Nokia Corporation (ADR) (NYSE:NOK) Dials Batman, Lady Gaga

Batman to the rescue? As Nokia Oyj (NOK1V) is pulling out all stops in its fight to reclaim the throne in the smartphone business. So accompanying the Caped Crusader is Lady Gaga, and Perry the Platypus to build more smartphone applications which will make its devices more appealing to customers.
Nokia Corporation (ADR)(NYSE:NOK), the Finnish handset maker, that is expected to launch its new Lumia smartphones on Wednesday,  has teamed up with Walt Disney Co. and DreamWorks Animation SKG Inc.to tackle an application shortage that has left it trailing Apple and Google, Bloomberg BusinessWeek said.

 The deals are part of a strategy to ensure Nokia has the most popular smartphone apps, even if it lags in the total number, said Marco Argenti, who oversees Nokia’s relations with developers.

Google’s Android operating system that has millions of applications downloaded every day is the world’s most popular operating system with its apps being a prime attraction for users.

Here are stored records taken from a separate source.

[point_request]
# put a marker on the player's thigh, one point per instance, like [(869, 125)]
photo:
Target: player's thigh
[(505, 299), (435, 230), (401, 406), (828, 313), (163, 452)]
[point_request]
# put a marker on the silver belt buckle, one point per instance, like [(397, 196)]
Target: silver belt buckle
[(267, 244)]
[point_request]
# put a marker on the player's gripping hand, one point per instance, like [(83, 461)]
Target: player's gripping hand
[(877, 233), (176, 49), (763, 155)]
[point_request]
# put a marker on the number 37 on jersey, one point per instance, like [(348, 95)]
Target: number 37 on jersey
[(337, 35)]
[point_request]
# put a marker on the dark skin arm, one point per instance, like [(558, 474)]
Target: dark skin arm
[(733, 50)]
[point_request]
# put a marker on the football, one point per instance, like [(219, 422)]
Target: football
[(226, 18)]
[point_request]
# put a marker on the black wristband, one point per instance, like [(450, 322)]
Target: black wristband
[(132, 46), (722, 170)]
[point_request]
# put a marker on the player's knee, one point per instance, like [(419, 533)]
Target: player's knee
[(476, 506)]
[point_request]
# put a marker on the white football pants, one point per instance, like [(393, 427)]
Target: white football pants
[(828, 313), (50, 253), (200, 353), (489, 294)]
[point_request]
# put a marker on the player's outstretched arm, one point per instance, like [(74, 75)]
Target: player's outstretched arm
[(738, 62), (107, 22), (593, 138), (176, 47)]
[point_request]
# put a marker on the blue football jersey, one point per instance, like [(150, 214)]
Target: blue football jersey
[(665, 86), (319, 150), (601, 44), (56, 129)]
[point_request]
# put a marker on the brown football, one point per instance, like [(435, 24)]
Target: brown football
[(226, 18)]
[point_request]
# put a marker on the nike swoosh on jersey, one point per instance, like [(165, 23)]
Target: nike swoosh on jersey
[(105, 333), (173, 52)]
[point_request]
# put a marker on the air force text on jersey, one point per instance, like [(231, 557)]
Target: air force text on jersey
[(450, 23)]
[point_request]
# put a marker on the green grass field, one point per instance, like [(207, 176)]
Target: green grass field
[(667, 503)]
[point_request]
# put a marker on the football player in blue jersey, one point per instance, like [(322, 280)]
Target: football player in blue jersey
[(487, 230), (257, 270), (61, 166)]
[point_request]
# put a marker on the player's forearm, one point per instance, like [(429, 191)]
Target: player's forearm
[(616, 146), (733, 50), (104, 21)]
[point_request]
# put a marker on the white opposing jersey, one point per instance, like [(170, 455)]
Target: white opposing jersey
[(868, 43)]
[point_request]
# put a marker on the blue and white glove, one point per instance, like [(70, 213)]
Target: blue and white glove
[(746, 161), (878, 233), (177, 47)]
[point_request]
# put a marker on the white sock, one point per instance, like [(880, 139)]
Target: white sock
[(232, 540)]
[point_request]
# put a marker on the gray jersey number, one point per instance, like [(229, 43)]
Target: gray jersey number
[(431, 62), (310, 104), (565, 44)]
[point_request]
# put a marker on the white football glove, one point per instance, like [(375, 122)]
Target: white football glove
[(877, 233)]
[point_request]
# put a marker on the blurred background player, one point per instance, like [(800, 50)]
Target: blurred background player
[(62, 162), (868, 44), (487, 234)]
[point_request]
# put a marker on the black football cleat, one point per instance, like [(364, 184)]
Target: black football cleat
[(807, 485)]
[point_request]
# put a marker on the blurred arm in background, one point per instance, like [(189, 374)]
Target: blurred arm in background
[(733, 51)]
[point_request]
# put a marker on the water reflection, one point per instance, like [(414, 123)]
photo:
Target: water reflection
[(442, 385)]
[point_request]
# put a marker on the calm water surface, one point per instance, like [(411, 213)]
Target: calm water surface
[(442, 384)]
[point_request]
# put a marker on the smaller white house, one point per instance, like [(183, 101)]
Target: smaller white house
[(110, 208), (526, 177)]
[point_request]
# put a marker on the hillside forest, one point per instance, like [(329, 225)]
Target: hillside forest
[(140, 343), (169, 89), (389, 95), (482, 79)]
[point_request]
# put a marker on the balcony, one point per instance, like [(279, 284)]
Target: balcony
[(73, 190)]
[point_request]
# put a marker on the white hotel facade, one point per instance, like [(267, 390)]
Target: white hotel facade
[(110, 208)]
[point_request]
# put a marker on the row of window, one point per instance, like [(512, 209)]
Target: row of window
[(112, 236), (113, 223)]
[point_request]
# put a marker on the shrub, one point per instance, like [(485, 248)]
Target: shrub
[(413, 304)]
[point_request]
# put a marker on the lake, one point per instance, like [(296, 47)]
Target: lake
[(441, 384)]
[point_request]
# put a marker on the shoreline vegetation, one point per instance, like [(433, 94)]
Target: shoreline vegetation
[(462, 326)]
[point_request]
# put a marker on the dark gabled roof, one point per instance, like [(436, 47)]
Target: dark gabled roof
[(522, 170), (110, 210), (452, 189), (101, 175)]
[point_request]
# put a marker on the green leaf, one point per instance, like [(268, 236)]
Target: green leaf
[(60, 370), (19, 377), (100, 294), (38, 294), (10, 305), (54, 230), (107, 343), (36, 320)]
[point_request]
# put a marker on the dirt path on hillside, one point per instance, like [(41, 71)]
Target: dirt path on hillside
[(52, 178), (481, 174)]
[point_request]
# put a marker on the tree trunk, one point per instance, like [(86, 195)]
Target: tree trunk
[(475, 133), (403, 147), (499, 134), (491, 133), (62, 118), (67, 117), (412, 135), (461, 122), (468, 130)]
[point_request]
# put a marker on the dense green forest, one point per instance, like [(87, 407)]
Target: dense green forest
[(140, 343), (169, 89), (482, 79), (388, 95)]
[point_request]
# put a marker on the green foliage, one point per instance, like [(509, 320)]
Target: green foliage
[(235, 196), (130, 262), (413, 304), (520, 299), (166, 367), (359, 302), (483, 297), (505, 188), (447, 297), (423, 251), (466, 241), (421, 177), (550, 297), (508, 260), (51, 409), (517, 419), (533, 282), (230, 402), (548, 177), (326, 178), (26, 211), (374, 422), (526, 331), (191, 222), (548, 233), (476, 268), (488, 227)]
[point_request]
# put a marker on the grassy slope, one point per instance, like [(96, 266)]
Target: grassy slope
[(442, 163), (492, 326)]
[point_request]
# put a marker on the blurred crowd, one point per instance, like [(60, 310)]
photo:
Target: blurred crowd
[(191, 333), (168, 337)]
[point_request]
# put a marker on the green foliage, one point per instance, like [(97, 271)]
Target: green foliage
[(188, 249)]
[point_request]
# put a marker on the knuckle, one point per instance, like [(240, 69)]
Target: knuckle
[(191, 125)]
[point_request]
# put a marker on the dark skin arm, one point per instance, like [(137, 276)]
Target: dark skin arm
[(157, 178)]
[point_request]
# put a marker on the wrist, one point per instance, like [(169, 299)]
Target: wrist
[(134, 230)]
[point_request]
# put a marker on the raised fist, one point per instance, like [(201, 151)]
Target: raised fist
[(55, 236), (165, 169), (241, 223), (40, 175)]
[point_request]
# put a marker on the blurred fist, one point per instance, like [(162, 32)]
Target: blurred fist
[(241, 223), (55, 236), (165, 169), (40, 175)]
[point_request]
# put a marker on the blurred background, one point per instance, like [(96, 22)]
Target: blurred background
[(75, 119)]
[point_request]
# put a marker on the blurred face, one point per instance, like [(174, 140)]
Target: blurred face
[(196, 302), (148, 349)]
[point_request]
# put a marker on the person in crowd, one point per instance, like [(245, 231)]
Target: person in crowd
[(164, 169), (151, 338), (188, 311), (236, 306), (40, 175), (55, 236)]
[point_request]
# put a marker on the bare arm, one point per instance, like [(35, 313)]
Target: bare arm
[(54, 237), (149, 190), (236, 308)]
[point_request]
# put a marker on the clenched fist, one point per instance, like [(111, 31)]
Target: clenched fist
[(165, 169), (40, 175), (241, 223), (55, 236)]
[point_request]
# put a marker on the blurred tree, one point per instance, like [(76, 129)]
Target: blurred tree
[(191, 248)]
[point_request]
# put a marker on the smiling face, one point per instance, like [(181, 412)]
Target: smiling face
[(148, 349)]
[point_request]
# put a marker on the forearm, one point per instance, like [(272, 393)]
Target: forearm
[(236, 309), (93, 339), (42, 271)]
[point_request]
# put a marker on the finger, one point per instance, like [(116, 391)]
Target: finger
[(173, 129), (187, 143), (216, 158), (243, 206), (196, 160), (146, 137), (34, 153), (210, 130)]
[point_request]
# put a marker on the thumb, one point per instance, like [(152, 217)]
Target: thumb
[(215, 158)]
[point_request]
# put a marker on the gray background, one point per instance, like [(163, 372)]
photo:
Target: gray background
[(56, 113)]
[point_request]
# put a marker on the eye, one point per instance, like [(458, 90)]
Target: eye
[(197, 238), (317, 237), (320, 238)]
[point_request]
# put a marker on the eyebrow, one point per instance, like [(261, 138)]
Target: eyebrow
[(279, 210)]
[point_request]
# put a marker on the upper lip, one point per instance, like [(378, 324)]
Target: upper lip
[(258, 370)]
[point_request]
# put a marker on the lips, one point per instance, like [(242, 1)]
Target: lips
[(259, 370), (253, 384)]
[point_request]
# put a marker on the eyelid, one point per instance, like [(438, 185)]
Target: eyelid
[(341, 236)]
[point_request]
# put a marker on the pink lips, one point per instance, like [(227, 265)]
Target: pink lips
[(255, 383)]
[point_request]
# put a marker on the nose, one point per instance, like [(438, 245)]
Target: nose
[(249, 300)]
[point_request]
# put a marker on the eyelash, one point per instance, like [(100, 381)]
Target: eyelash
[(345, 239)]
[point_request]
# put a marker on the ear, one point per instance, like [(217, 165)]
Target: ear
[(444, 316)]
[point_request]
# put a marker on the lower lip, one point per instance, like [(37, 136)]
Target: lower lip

Nokia had failed to attract many app developers and it is for this reason that the company has fallen behind Apple and Google.

As Chief Executive Officer Stephen Elop prepares to unveil Nokia’s first devices based on the mobile version of Microsoft Corp.’s new Windows 8 operating system in New York today, he is betting that apps with novelty features such as augmented reality will make up for the volume handicap.

“I’m a believer that over a certain quantity it really doesn’t matter,” Argenti told Bloomberg.. “We have partners that are creating unique apps for us and I think Windows Phone 8 will really take that to the next level.”
Users of iPhones and Android handsets can choose from more than 600,000 apps -- roughly six times the number available for Windows Phone, the operating system Nokia uses in its Lumia devices. The app superiority has helped Apple and Android grab about 85 percent of the smartphone market, versus 3.5 percent for Windows Phone, according to research firm IDC.